Is Legal Ethics About Protecting Clients?

If this post gets noticed, I expect it to be controversial.  Some will use emotion or make other bad arguments.  But those arguments all fail, when you look at lawyering from the client's perspective.  If you were a client, what conduct would harm you most:

1) You gave your lawyer a $5,000 retainer.  The lawyer is to draw on this retainer only after work has been performed.  But you nonetheless expect the lawyer to perform $5,000 worth of legal services.  One week later, your lawyer is short on cash and can't make payroll.  Using the $5,000 he put into a checking account for you, he starts writing $5,000 worth of checks.  Two weeks later, he performs $5,000 of legal work for you.  Feeling a little guilty about the interest-free loan you gave him, he actually give you a couple of hours of free work as interest.

2)  You see your lawyer on Dateline NBC, being asked by Chris Hansen to, "Please take a seat over here."

3)  You are emotionally vulnerable and needy.  Your lawyer is someone you tell things you never tell anyone else.  You trust your lawyer because of the relationship you developed through attorney-client privilege conversations.  You eventually have sex with your lawyer.

4)  Your lawyer makes a critical mistake in your criminal case.  Because of this mistake you spend 25 additional years in prison.  

As a client, which would harm you the most?  Most would say that 4) is unacceptable; 3) is shady as all Hell; 2) is disgusting and might make you want a new lawyer, but doesn't affect you; and 1) wouldn't even be an issue - and thanks for the free work! 

Legal ethics, however, says the following: 1) is the worst conduct imaginable.  A lawyer caught doing 1) would be suspended.  Fall on your sword, beg for forgiveness, repent.  And maybe you won't get disbarred. 

A lawyer caught doing 2) would be suspended, but probably would not be disbarred.

A lawyer caught doing 3) would almost certainly not receive any punishment.
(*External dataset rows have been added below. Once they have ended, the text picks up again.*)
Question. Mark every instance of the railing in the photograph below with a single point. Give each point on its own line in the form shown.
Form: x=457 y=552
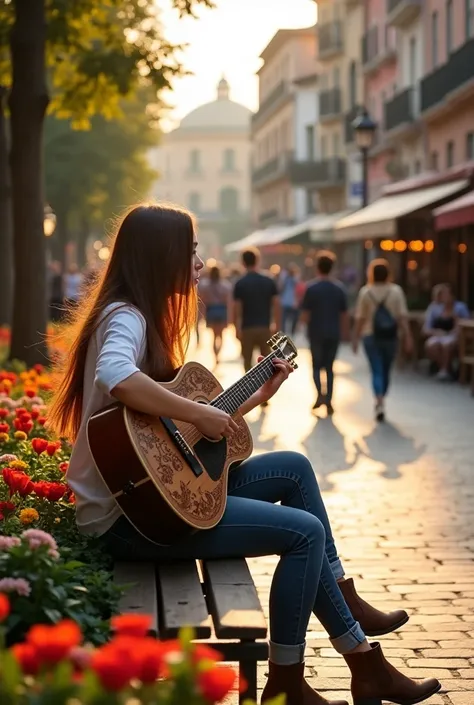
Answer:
x=399 y=110
x=330 y=38
x=330 y=102
x=458 y=70
x=280 y=91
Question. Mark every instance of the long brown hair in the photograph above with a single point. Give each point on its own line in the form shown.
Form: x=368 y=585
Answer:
x=150 y=267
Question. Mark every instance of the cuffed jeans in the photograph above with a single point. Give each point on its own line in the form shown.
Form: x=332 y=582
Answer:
x=253 y=525
x=381 y=356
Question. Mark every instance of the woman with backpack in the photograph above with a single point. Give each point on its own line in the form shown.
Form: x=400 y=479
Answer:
x=380 y=314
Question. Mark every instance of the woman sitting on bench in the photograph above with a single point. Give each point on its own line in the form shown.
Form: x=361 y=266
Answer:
x=132 y=330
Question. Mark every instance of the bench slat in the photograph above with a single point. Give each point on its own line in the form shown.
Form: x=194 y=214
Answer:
x=141 y=597
x=233 y=601
x=182 y=601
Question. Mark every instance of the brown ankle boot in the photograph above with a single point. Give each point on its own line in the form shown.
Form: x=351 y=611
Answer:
x=374 y=680
x=373 y=621
x=290 y=681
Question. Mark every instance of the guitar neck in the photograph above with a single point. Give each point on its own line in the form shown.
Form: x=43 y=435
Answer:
x=232 y=398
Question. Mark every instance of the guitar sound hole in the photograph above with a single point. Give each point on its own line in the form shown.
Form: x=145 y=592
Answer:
x=212 y=455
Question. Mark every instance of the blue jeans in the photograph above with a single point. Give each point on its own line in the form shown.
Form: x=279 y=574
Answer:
x=323 y=354
x=381 y=356
x=253 y=525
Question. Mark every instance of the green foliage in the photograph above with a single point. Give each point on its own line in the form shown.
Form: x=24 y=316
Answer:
x=97 y=172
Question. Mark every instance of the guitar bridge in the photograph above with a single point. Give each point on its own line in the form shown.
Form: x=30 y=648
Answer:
x=183 y=447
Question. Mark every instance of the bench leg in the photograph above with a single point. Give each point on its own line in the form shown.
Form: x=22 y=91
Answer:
x=248 y=671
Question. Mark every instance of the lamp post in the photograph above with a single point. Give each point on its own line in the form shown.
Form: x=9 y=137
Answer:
x=364 y=132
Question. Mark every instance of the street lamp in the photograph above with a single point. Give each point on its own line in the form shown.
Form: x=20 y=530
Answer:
x=49 y=221
x=364 y=131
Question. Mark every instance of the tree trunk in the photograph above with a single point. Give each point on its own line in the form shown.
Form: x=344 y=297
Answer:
x=6 y=232
x=28 y=103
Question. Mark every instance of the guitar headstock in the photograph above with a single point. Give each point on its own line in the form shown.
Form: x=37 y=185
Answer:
x=285 y=347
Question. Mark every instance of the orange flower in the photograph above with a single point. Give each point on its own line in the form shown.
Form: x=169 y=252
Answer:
x=131 y=624
x=113 y=670
x=27 y=658
x=216 y=683
x=4 y=607
x=54 y=642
A lawyer caught doing 4) would receive no formal punishment.  At all.  He would be left free to screw up other clients' cases.  At worst, some judge in some opinion would publish his name.
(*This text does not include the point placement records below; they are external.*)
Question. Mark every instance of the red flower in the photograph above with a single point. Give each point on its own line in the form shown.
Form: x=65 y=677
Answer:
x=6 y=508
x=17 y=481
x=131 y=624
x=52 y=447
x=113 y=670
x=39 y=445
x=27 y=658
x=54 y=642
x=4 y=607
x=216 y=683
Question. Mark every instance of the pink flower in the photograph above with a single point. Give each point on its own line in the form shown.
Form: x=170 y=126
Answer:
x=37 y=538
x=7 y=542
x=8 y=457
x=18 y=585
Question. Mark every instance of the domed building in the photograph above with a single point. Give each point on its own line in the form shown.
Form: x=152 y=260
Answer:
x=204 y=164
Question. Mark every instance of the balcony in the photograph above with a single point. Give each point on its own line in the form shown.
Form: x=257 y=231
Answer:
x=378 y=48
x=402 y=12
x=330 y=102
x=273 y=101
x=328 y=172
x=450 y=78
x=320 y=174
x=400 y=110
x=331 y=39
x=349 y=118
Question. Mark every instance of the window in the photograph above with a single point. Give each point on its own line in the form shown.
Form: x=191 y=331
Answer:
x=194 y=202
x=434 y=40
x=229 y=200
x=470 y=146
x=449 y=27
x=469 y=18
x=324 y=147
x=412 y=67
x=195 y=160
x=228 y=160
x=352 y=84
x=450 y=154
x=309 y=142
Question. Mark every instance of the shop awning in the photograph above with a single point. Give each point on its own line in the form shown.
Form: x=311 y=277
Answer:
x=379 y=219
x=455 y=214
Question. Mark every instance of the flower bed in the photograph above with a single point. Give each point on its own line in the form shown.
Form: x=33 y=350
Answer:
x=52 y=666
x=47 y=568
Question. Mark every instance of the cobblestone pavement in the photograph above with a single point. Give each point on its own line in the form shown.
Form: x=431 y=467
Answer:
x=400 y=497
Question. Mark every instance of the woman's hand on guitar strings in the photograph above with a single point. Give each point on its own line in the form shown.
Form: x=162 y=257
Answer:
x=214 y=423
Does that make sense?  As a client, you probably don't think so.  Given that, one must wonder: Is lawyer discipline about protecting clients, or about enforcing a worldview (lawyer-as-status-symbol)?  Is legal ethics about protecting your, or about making lawyers feel more dignified?  Does knowing that lawyers who harm clients will almost never been punished make you think more highly, or less highly, of the legal profession?